Neue Erkenntnisse zu Lysosomenproteinen
Bereits seit einiger Zeit ist bekannt, dass Proteine in den Lysosomen nicht komplett in Aminosäuren zerlegt werden, sondern kleine Bruchstücke aus wenigen Aminosäuren übrigbleiben. Und auch für diese Peptide müssen Transporter in den Lysosomen existieren. Diese sind aber größtenteils nicht bekannt, da bisher hauptsächlich Aminosäuretransporter erforscht wurden. „In dieser Studie identifizieren wir einen neuen lysosomalen Peptidtransporter, den MFSD1-GLMP-Komplex“, berichtet Damme.
Ein Ziel der jetzt veröffentlichten Studie war, aufzuklären, welche Substanzen von dem Membranprotein MFSD1 transportiert werden. Um diese Frage zu beantworten, wurden gentechnisch veränderte (Knockout-) Mäuse erzeugt, denen das Protein fehlte. Anschließend wurde das Metabolom in den Lysosomen analysiert. Das Metabolom umfasst alle End- und Zwischenprodukte des Stoffwechsels in einer Probe.

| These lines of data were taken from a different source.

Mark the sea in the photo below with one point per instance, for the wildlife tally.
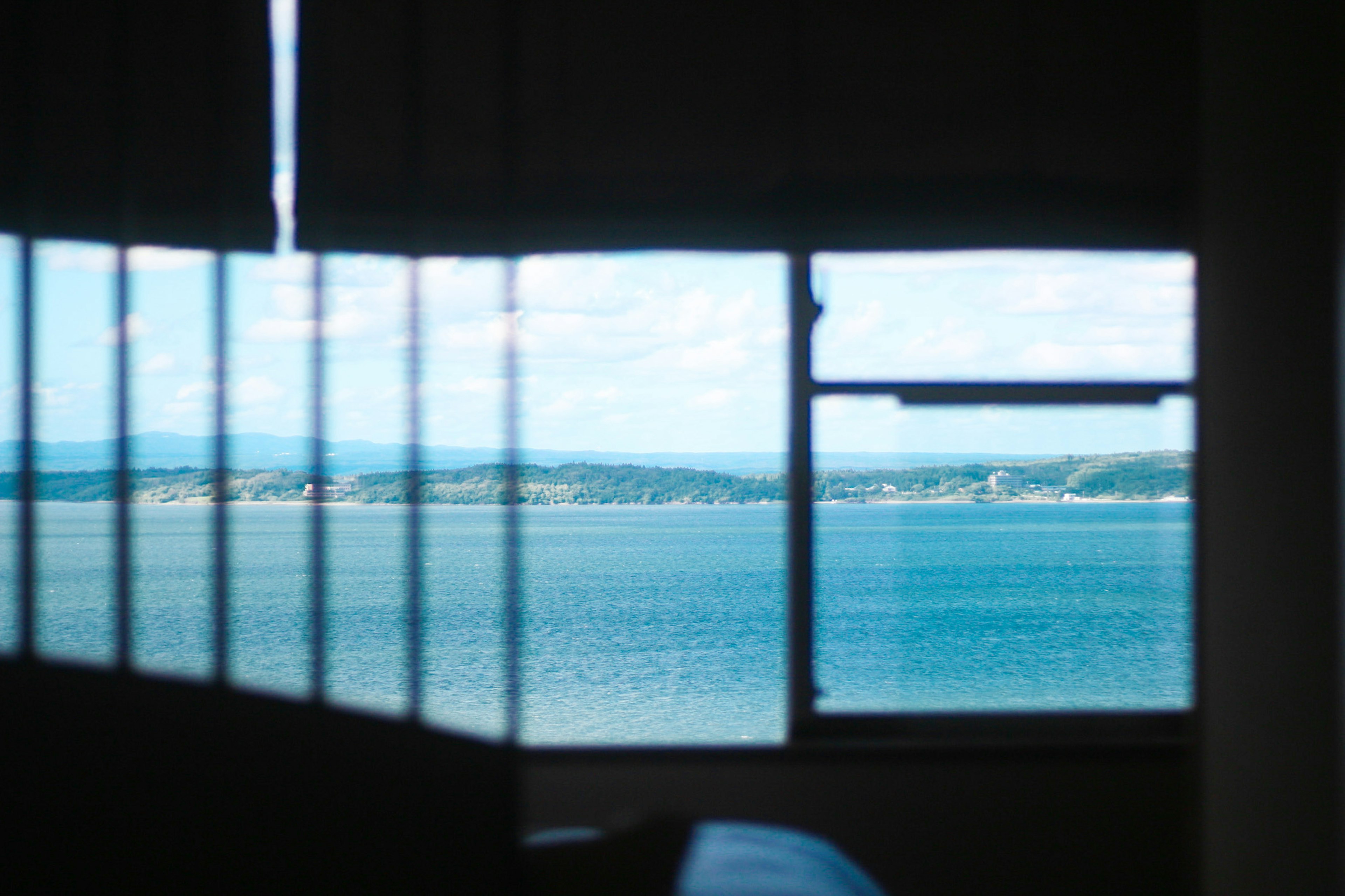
(647, 625)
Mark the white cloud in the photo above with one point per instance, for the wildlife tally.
(713, 399)
(77, 256)
(162, 259)
(280, 330)
(163, 362)
(136, 327)
(256, 391)
(722, 356)
(195, 389)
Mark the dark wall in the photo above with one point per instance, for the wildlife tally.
(1270, 555)
(931, 822)
(134, 785)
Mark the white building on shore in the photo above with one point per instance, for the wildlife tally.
(1004, 478)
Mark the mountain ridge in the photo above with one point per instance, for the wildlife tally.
(264, 451)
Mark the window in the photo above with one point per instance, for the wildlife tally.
(1039, 557)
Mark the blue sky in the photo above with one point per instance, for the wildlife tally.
(638, 352)
(633, 352)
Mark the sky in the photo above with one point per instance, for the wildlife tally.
(629, 352)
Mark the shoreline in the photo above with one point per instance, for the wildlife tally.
(614, 503)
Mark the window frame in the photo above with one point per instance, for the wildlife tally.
(809, 724)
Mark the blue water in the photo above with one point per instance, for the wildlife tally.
(653, 625)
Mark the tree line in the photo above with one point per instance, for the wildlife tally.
(1122, 477)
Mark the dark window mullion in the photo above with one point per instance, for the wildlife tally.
(27, 475)
(221, 474)
(803, 314)
(1012, 393)
(510, 495)
(415, 584)
(123, 482)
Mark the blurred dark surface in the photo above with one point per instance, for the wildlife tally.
(126, 784)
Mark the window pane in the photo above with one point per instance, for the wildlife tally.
(365, 326)
(463, 539)
(75, 419)
(1043, 564)
(654, 592)
(171, 452)
(271, 326)
(1005, 315)
(10, 393)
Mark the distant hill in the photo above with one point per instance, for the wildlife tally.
(1126, 477)
(261, 451)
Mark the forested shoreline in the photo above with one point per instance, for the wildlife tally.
(1121, 477)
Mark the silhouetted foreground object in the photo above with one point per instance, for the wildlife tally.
(670, 856)
(499, 127)
(136, 121)
(150, 786)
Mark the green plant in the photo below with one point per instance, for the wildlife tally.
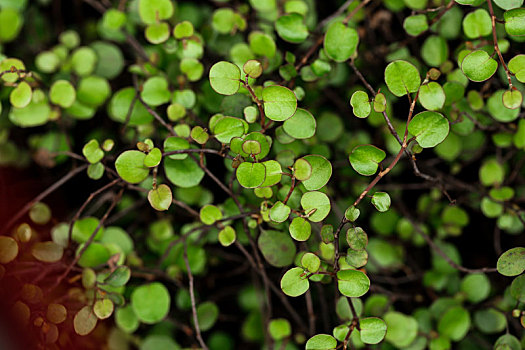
(222, 143)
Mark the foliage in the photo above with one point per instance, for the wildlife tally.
(265, 163)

Substrat des neu entdeckten Transporters
Beim Vergleich mit unveränderten (Wild-Typ) Mäusen kam heraus, dass verschiedene Dipeptide in den Lysosomen der Knockout-Mäuse stark angereichert sind. „Offensichtlich werden diese Dipeptide nicht aus den Lysosomen geschleust, wenn das MFSD1 Molekül fehlt. Das spricht dafür, dass Dipeptide das Substrat für den Transporter sind“, so Damme. Dass MFSD1 tatsächlich auch Dipeptide transportieren kann wurden durch die Pariser Arbeitsgruppe gezeigt und in Folgeexperimenten in-vitro-System validiert.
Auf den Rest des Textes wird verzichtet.